中国の政治体制をも上野千鶴子が揺るがすことになるのか!?〜『女ぎらい』で「恐婚族」が爆誕

良くも悪くも、中華人民共和国の動向が21世紀後半の世界に大きく影響することはほぼ間違いがないでしょう。

その中国、人口がピークアウトしているとのこと。一人っ子政策によるものというのが大きく報じられてきましたが、ここにきて「恐婚族」なる層が増えているとか。

「恐婚族」を生むきっかけとなったのが、上野千鶴子『女ぎらい』という本だったそうです。

上野千鶴子さんは1948年生まれのフェミニストで社会学者。

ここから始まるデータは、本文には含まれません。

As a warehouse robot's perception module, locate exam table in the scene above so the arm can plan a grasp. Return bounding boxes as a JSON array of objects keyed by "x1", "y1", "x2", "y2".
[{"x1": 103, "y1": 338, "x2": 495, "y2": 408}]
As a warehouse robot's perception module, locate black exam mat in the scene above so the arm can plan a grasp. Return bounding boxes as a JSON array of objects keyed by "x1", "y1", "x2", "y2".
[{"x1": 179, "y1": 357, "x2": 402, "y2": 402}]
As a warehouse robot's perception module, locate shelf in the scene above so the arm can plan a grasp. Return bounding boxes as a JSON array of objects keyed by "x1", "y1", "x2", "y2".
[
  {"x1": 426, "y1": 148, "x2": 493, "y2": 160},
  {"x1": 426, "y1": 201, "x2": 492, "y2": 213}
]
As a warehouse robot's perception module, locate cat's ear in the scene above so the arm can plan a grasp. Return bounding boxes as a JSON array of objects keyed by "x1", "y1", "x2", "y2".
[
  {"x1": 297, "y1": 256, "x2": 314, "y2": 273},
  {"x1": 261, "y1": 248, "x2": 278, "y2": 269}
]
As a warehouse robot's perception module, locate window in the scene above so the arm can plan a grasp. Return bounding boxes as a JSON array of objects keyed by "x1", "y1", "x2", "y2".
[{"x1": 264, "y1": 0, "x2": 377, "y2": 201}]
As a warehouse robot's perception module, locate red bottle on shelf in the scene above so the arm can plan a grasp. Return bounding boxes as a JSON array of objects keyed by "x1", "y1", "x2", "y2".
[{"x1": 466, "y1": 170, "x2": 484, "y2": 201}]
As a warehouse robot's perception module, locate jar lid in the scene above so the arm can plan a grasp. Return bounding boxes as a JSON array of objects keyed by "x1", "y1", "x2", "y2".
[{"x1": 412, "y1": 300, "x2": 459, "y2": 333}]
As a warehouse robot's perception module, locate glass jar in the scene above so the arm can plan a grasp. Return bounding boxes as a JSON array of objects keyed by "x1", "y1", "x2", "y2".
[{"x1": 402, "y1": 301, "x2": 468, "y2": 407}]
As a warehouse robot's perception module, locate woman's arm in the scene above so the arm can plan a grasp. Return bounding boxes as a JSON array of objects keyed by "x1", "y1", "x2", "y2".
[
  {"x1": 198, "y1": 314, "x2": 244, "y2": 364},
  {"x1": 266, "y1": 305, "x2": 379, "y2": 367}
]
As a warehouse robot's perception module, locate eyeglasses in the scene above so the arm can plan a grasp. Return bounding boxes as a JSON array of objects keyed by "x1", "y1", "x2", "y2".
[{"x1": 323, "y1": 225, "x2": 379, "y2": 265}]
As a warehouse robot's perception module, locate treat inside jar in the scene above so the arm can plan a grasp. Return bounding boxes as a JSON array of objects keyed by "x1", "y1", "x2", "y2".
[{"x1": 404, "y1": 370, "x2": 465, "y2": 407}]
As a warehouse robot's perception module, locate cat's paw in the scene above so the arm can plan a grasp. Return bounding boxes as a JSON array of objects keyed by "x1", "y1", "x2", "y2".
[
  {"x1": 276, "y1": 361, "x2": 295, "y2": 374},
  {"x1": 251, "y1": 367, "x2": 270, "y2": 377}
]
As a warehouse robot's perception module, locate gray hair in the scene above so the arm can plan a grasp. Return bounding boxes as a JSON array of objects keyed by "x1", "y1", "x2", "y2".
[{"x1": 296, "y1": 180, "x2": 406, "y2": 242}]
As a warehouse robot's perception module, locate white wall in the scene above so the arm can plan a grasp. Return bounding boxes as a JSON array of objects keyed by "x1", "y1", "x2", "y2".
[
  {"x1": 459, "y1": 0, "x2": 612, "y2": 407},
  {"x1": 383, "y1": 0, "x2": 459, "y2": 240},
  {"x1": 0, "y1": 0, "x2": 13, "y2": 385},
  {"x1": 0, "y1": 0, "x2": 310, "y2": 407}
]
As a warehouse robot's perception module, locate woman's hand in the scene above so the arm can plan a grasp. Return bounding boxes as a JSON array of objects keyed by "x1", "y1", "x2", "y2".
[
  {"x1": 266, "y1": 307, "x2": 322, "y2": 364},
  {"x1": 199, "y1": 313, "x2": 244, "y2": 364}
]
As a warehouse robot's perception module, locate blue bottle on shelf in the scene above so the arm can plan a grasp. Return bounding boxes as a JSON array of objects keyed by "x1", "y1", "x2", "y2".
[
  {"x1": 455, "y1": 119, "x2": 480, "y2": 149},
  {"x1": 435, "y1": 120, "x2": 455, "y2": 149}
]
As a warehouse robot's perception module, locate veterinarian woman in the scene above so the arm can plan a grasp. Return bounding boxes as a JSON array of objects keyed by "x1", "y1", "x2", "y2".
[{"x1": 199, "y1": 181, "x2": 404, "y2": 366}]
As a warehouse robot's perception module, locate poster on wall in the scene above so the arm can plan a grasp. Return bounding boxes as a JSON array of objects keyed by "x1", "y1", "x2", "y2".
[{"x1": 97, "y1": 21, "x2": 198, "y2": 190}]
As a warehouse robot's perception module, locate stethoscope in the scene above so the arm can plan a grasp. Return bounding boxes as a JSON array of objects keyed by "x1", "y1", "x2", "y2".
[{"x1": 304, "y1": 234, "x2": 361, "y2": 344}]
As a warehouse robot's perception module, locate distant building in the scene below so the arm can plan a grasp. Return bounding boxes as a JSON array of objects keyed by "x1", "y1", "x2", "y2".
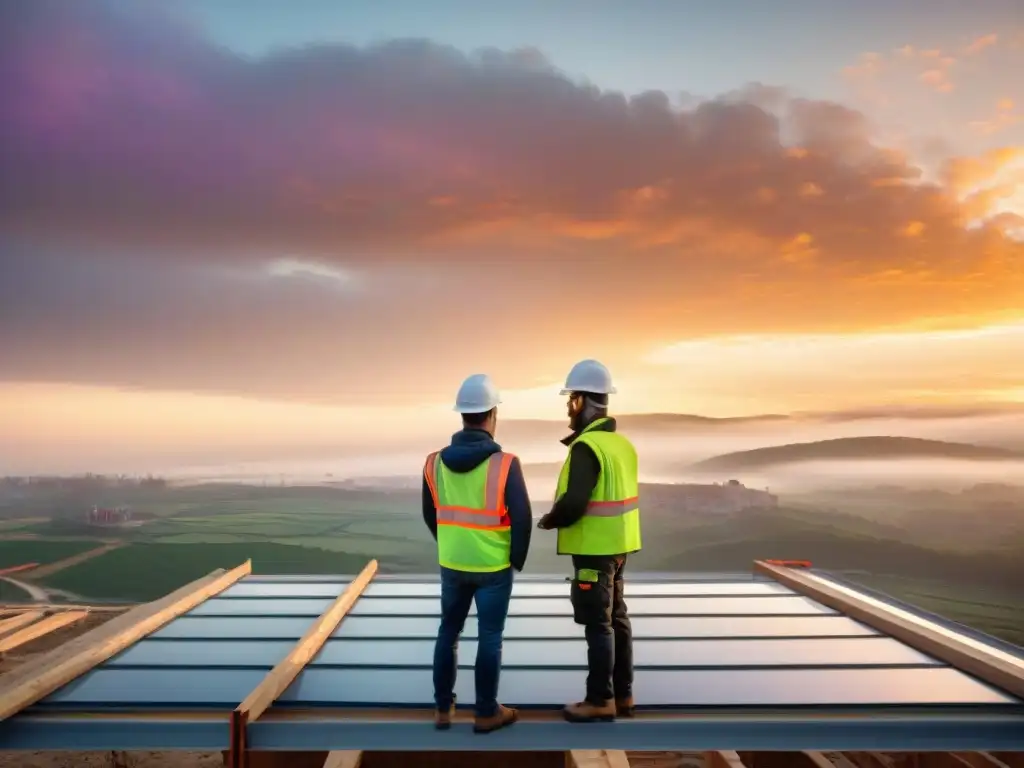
[{"x1": 85, "y1": 506, "x2": 131, "y2": 525}]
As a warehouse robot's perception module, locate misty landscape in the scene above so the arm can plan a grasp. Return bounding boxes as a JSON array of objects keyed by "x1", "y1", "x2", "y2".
[{"x1": 0, "y1": 408, "x2": 1024, "y2": 642}]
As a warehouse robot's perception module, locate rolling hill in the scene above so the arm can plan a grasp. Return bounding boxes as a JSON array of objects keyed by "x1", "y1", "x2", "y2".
[{"x1": 689, "y1": 436, "x2": 1024, "y2": 472}]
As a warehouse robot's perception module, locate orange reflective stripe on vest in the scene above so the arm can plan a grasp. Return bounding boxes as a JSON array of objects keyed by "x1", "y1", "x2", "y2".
[
  {"x1": 586, "y1": 496, "x2": 640, "y2": 517},
  {"x1": 424, "y1": 453, "x2": 513, "y2": 530}
]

学生時代に全共闘で活動するも、そこで経験した女性差別によってフェミニズムと出会い、1982年に『セクシィ・ギャルの大研究』でメディア・デビュー。子連れ出勤の是非を巡る“アグネス論争”(1987年)では、働く母親としてのアグネス・チャン氏を擁護し、論点を広げる役割を果たして注目を浴びました。

『女ぎらい』は2010年に出版されたもので、2015年に中国語に翻訳(中国語タイトル『厭女』)され、内容はミソジニーに関するもの。

これが、都市部の経済的に自立した女性から支持され、「結婚したくない理由」のバイブルになっているんだとか。

ミソジニーとは、女性に対する嫌悪や蔑視のことで、ホモソーシャルではバイアスの原因になってきたわけですが、特に中央集権的な中国ではこうした抑圧が強いとも考えられ、それに対する反発がこうしたかたちで現われたのだとも言えるでしょう。

上野先生が中国のwomen’s liberation movement(現代ではフェミニズム運動)の先導者として体制を変えるようになれば興味深いのですが、こうした動きさえも習近平体制が押さえ込もうとするのであれば、ますます世界状況の動向も心配されるようになるでしょう。

もしかしたらひとつの試金石であり、突破口になりえるのかな、と期待したりもするのですが。